Doctor E-rotica analyses some Pirelli images from across the decades
When you're digging around the archives, the Pirelli image is fascinating. It's so strange to see how the brand has moved so much from the artish titties and beer approach to a more out-and-out high fashion stance. Now, Pirelli has always employed a lot of fashion photographers to do their shoots - pretty much everyone big in the business but a surprising number of them do soft core a great service and a an equally surprising number don't seem to be satisfied until all the world's hetero winkies have shrivelled and inverted like sea anemones.
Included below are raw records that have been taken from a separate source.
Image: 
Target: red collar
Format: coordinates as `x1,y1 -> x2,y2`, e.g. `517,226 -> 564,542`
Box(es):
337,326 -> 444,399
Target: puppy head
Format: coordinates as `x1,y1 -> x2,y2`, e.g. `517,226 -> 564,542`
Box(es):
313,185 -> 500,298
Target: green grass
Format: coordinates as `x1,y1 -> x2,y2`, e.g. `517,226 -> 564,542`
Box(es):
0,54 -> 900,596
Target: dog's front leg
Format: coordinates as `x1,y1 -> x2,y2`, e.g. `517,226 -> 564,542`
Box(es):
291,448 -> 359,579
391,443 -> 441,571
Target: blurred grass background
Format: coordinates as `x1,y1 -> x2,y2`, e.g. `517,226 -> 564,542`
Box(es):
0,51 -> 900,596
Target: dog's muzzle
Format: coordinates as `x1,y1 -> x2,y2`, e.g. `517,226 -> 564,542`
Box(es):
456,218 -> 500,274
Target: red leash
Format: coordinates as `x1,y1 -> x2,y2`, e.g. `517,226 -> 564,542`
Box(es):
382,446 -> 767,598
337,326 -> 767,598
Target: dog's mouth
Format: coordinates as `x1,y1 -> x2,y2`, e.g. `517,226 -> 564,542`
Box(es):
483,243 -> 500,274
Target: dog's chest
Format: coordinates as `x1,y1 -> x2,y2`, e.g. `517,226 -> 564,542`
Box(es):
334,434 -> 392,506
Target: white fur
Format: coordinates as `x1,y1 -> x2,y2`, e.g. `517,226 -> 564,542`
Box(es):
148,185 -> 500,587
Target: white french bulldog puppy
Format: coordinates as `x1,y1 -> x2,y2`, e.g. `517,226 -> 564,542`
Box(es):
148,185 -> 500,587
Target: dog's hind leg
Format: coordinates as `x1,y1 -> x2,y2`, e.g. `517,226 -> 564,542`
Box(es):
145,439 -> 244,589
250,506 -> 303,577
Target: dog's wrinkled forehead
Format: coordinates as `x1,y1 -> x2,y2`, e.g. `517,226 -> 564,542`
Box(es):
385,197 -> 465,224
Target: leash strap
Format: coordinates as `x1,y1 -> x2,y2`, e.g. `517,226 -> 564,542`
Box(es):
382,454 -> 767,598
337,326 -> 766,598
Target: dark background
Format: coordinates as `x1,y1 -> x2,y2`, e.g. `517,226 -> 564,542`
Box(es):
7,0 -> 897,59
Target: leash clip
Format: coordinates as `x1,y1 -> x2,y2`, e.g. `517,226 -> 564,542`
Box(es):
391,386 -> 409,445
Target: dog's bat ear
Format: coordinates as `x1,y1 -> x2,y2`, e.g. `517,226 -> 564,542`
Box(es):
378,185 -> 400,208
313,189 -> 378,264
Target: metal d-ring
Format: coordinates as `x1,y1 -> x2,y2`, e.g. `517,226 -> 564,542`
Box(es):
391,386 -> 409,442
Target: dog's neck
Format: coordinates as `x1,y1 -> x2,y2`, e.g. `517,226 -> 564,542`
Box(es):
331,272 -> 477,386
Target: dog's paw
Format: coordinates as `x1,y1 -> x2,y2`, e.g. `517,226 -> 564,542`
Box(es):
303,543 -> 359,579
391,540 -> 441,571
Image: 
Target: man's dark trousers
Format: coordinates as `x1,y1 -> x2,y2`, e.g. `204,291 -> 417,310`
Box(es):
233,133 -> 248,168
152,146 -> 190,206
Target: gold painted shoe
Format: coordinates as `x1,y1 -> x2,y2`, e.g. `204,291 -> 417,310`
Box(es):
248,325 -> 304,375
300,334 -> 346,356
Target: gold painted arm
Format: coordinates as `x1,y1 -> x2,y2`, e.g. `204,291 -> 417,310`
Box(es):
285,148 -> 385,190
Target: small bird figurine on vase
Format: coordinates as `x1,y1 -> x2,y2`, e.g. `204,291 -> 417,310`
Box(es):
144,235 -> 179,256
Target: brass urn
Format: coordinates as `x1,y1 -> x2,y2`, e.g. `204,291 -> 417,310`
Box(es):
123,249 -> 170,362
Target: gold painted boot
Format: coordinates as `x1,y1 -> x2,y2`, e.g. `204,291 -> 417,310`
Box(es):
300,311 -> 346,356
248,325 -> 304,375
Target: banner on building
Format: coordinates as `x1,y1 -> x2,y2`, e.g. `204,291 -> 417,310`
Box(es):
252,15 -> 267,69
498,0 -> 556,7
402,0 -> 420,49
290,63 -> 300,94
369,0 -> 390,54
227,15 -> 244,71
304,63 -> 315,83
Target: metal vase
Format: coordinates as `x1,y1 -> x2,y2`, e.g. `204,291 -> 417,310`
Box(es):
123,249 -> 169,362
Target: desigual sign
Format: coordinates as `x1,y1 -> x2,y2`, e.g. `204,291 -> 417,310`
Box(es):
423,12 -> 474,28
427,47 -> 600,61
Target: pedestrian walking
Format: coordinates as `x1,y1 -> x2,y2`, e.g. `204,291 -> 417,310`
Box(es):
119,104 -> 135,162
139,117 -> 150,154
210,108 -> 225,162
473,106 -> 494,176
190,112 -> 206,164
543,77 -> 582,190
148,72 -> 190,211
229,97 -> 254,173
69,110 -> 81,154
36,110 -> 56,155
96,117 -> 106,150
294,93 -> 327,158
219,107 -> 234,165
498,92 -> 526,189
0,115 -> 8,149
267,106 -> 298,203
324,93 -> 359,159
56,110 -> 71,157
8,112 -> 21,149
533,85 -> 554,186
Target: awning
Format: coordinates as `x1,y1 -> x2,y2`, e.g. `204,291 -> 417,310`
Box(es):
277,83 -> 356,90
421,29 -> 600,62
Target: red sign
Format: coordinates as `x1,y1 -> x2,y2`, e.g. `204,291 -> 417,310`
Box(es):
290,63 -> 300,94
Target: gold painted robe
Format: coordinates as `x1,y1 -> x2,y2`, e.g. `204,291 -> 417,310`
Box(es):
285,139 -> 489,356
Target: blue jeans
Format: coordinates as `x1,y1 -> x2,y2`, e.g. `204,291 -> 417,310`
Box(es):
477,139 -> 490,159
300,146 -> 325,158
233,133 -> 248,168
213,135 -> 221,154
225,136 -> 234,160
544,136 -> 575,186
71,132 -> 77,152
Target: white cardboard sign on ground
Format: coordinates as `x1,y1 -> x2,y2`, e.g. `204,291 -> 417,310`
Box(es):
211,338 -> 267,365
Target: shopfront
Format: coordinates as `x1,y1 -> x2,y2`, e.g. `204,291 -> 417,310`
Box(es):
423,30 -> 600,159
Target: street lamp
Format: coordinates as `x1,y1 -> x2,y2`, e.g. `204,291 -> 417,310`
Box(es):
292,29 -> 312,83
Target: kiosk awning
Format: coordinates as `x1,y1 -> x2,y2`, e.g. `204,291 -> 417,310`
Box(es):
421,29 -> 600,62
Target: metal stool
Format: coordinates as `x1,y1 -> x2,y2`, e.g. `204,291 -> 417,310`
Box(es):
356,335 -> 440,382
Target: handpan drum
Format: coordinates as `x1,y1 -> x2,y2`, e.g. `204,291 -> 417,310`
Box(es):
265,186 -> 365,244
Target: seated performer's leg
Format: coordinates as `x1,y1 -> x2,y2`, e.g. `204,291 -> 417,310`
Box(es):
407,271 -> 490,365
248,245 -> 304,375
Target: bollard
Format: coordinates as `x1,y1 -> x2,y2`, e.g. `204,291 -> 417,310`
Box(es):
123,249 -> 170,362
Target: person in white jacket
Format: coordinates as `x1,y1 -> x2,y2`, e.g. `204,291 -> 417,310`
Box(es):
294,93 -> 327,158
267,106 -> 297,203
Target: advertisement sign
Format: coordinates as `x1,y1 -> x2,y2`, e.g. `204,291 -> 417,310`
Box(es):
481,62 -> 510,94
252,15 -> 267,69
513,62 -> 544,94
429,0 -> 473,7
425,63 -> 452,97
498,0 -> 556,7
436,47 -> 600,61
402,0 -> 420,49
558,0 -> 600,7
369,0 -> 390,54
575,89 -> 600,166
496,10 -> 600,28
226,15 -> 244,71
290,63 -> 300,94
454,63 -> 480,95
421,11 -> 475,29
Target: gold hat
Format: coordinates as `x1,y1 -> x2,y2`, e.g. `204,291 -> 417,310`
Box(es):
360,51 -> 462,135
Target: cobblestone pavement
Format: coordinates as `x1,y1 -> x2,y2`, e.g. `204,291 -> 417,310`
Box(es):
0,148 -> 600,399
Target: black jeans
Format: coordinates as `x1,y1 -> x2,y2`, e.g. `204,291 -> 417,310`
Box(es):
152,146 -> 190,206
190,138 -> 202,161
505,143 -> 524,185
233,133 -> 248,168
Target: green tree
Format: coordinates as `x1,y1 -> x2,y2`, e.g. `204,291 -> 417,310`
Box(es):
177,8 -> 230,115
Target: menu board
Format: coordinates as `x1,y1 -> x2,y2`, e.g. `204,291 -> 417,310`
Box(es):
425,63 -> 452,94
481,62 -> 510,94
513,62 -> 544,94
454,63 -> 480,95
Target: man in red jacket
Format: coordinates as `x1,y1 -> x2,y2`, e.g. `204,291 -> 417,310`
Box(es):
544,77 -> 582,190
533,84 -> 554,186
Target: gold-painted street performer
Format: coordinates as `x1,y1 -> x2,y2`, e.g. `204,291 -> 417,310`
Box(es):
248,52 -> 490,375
This shoot, only the fifth in Pirelli's history, is one of my favourites. No 'name' models but a really amazing scuzzy San Antonio vibe. Sassy urban girls in bikinis....who don't know they're being watched - check those low angles and photographer's print sheet motif and marvel at the seedy voyeurism that's being implied. 'Don't Walk' and 'Don't Touch', friend because this is the sexually violent urban world that created "Last Exit to Brooklyn".These natural untouched photos are genuinely sexy but they're critiquing our lewdness even as we look. It's a really amazing juggling act.
November 1970, Model: Alexandra Bastedo. Photographer: Francis Giacobetti
This is the first Pirelli shoot photographed by a woman and it shows. It's a very female type of sexuality on show here, with an emphasis on texture and implication. It also doesn't acknowledge maleness or the male gaze - the whole year it's the same: gauzey, lacey Pretty Baby style pseudo lesbianism. It may not do it for the fellas but I think it's pretty ace. The fact that the lovely frizzy grainy 1970s style resembles the decadent Ossie Clark print ads is so much the better:
Then....the 1980s happened and it was all big lips and bitches. Pirelli from this era is ACE.
And then Pirelli caught art. Sucks for us when Annie Leibowitz gets all Lucien Freud on our asses:
What with the whole "Images anaesthetise" thing.
Go to the site, you'll see Lily Donaldson, Agyness Deyn and Du Juan.....fully clothed and in a shoot more boring than American Elle (the apex of fashion zzzzzz). Talk about images anaesthetising us, Susan. Neither I nor you, nor anyone else can become aroused by Caroline Trentini with a cabbage on her head.